G2S will facilitate basic education for six to 13 year olds, as well as alternative basic education for out of school children including pastoralists and the internally displaced. Intentions include: constructing and renovating formal primary schools; procuring supplies; designing and implementing technology-assisted programs; implementing diverse approaches to pastoralist education; supporting technical and vocational education; deploying youth-to-youth functional literacy programs; assisting with education sector coordination, committees, regional and district education offices; instructing life skills-based education; providing youth training facilities; and recruiting and training both teachers and technical assistants in education ministries.

Recruiting female teachers, particularly, will compel girls to seek education because, now, according to Price, they lack role models in school. She said, “Less than 17 percent of teachers in Somalia are female.”

With the G2S campaign, girls attending both formal and informal schools will learn subjects under the current Somali national curriculum: Math, Science, Social Studies, Somali and Arabic. Older children will learn functional literacy and numeracy, and those enrolled in the Technical Vocational Education and Training programs will concentrate on self-employment and employment dexterity.

“Currently, there are no subjects mainly tailored for girls. However gender, peace, hygiene education, environment and life skills are integrated in the curriculum,” Price said. “In some schools there are girls’ empowerment programs through clubs.”

G2S will be led and coordinated by the Ministries of Education, and supported by UNICEF and other partners within the education sector, the Diaspora and national key stakeholders. It will run for three years, estimated to cost US$117 million.

While initial expenses are higher than traditional life-sustaining emergency education programs, educating for resilience is the most effective way to assist Somalis in the move from crisis to sustainable development and peace, according to Price.

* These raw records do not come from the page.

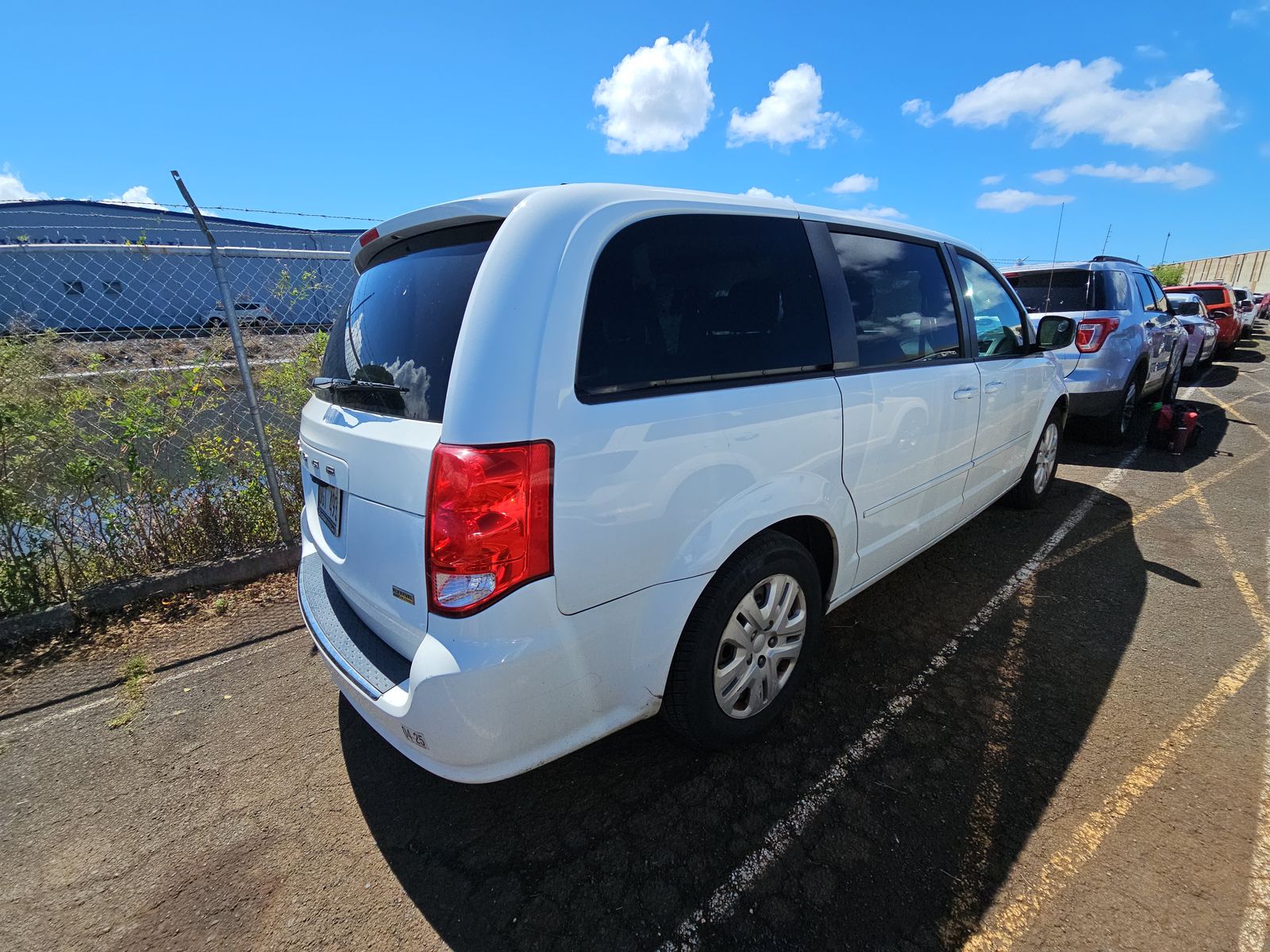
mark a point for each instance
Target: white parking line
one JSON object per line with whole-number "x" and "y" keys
{"x": 1253, "y": 935}
{"x": 168, "y": 679}
{"x": 724, "y": 900}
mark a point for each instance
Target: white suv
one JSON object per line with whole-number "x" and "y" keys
{"x": 588, "y": 452}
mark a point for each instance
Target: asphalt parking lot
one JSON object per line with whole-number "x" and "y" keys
{"x": 1051, "y": 731}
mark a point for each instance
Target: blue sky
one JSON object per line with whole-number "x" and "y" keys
{"x": 1161, "y": 125}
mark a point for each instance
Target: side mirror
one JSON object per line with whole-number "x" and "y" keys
{"x": 1054, "y": 333}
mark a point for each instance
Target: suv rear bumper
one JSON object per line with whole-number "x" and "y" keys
{"x": 1094, "y": 389}
{"x": 512, "y": 687}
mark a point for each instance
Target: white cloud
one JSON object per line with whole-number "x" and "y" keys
{"x": 1248, "y": 16}
{"x": 1181, "y": 177}
{"x": 1011, "y": 200}
{"x": 1071, "y": 98}
{"x": 657, "y": 98}
{"x": 854, "y": 184}
{"x": 1051, "y": 177}
{"x": 920, "y": 109}
{"x": 873, "y": 211}
{"x": 137, "y": 197}
{"x": 791, "y": 113}
{"x": 13, "y": 190}
{"x": 755, "y": 192}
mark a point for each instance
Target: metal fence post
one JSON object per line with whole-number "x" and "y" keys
{"x": 271, "y": 474}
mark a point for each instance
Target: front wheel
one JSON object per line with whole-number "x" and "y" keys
{"x": 1038, "y": 476}
{"x": 747, "y": 645}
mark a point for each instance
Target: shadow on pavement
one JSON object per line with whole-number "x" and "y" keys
{"x": 615, "y": 844}
{"x": 1079, "y": 452}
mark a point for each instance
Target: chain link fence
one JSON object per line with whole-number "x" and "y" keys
{"x": 126, "y": 446}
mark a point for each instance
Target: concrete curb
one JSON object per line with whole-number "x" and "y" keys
{"x": 114, "y": 596}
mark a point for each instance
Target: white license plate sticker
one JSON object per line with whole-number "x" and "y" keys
{"x": 329, "y": 505}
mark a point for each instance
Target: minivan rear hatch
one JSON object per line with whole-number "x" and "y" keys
{"x": 366, "y": 440}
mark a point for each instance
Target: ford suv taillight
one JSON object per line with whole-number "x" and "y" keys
{"x": 1091, "y": 333}
{"x": 489, "y": 524}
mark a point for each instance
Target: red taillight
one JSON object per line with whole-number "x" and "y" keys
{"x": 1091, "y": 333}
{"x": 489, "y": 524}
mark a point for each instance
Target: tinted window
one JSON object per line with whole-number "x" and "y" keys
{"x": 1187, "y": 309}
{"x": 1117, "y": 289}
{"x": 997, "y": 319}
{"x": 403, "y": 324}
{"x": 694, "y": 298}
{"x": 1071, "y": 290}
{"x": 901, "y": 300}
{"x": 1153, "y": 298}
{"x": 1213, "y": 298}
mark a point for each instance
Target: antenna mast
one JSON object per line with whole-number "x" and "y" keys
{"x": 1054, "y": 259}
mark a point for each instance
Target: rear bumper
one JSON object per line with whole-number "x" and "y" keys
{"x": 514, "y": 685}
{"x": 1094, "y": 404}
{"x": 1229, "y": 329}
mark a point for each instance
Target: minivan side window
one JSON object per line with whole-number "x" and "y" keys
{"x": 901, "y": 300}
{"x": 997, "y": 319}
{"x": 702, "y": 298}
{"x": 1151, "y": 300}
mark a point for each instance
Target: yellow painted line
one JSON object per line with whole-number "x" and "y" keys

“Education for Somali girls is empowerment. Educating Somali girls will increase the prospects for increased family income, when the girls complete schooling and are employed. Through education, Somali girls are empowered to make decisions regarding their family size, economy and their lives. They will also be able to participate in politics and vie for leadership positions in their government and communities. Educated Somali girls will say no to harmful cultural practices such as FGM and early marriage. They are also more likely to bring up healthy better-nourished children and families, as they understand nutrition. In addition, they will be empowered to make life choices including protection against HIV and AIDs,” she said. “In most cases where girls are educated, there is a multiplier effect, as they support not only their siblings but their extended and immediate families to get an education.”

The improvement in security and access, and the commitment of the administrations, have made G2S an achievable goal in line with the Millennium Development Goal of achieving Universal Primary Education by 2015.

“There is such enthusiastic support for the G2S from the Government, regional authorities, NGOs, civil society, business leaders, the Diaspora and international community that, at UNICEF, we are confident that in the next three years, one million children will be in school,” Price added.